Globalement cette étude de questionnaire (rempli par téléphone) semble montrer que l’ensemble des praticiens interrogés, allergologues, dermatologues et médecins généralistes, sont raisonnables pour ce qui concerne les bilans complémentaires.
Les généralistes, après avoir prescrit un anti-histaminique, délèguent volontiers aux spécialistes.
Les allergologues et les dermatologues n’ont pas de grande différence dans le démarche diagnostique, au détail près que les allergologues pratiquent plus de tests cutanés. Il est vrai que ces tests représentent un moyen simple, rapide et peu onéreux de mettre en évidence un terrain atopique dont l’existence peut orienter l’enquête.
L’urticaire chronique reste inexpliquée dans 60% des cas, ce qui correspond, me semble-t-il, aux résultats d’études plus anciennes.
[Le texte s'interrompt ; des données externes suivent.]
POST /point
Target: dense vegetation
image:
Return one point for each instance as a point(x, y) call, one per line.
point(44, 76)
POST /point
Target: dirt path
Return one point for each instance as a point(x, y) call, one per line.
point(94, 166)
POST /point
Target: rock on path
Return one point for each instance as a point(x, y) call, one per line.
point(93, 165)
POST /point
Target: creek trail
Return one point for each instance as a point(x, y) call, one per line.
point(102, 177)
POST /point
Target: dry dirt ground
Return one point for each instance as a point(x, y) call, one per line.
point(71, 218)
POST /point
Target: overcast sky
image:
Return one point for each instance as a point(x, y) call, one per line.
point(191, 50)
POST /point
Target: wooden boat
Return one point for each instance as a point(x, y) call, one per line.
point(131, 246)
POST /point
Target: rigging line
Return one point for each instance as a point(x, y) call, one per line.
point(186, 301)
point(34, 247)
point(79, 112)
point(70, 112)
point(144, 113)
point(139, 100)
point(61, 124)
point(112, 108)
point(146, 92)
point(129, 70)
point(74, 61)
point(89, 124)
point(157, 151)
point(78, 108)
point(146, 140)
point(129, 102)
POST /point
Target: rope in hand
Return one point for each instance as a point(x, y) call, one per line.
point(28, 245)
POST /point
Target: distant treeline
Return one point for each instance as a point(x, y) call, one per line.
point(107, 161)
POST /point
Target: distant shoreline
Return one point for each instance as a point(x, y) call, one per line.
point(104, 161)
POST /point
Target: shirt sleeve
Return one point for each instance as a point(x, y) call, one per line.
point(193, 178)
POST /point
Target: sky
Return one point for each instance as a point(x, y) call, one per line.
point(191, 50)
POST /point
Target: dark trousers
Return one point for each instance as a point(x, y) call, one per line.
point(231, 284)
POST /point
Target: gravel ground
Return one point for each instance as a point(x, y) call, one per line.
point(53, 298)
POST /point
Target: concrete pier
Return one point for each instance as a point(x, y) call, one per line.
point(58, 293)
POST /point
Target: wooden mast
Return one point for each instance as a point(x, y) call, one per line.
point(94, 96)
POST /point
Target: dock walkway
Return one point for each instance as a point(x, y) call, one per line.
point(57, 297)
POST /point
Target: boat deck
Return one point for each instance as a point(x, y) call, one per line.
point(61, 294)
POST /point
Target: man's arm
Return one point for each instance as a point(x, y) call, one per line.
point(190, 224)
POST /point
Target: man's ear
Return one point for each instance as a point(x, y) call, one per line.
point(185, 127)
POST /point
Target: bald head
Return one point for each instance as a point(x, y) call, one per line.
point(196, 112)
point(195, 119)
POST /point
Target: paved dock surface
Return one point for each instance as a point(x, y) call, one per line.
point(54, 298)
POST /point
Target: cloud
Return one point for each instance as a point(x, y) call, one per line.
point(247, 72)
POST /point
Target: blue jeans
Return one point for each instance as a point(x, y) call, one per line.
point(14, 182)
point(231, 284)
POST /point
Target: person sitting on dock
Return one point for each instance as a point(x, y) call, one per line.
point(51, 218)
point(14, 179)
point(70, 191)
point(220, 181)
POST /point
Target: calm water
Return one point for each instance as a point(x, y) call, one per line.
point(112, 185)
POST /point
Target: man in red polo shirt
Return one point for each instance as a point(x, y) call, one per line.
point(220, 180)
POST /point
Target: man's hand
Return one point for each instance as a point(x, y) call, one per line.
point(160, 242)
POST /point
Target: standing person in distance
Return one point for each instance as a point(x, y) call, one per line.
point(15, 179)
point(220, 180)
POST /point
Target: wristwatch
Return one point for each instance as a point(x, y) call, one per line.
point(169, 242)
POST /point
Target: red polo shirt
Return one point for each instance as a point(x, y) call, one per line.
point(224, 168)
En cas d’inefficacité d’un anti-histaminique, les spécialistes ont recours aux associations avec d’autres anti-H1 ou avec d’autres médicaments.
Ce questionnaire sera renouvelé dans quelques mois pour voir si la publication du consensus de l’ANAES sur l’urticaire à fait évoluer les pratiques.
Il faut se souvenir que dans le cas de l’urticaire chronique, comme toute autre maladie, il faut rester un clinicien avant tout.
Ici, bien sûr, comme ailleurs, le souci est de ne pas passer à côté d’une maladie systémique plus ou moins grave. D’où l’intérêt d’un interrogatoire fouillé sur l’histoire de l’urticaire, les signes d’accompagnements…, d’où l’intérêt d’un examen clinique soigneux à la recherche d’anomalies thyroïdiennes, d’une hépatomégalie, d’adénopathies…
Ainsi, les examens complémentaires seront choisis en fonction de ces constatations.
Tout est une question de logique. Il n’y a pas de bilan complémentaire standard.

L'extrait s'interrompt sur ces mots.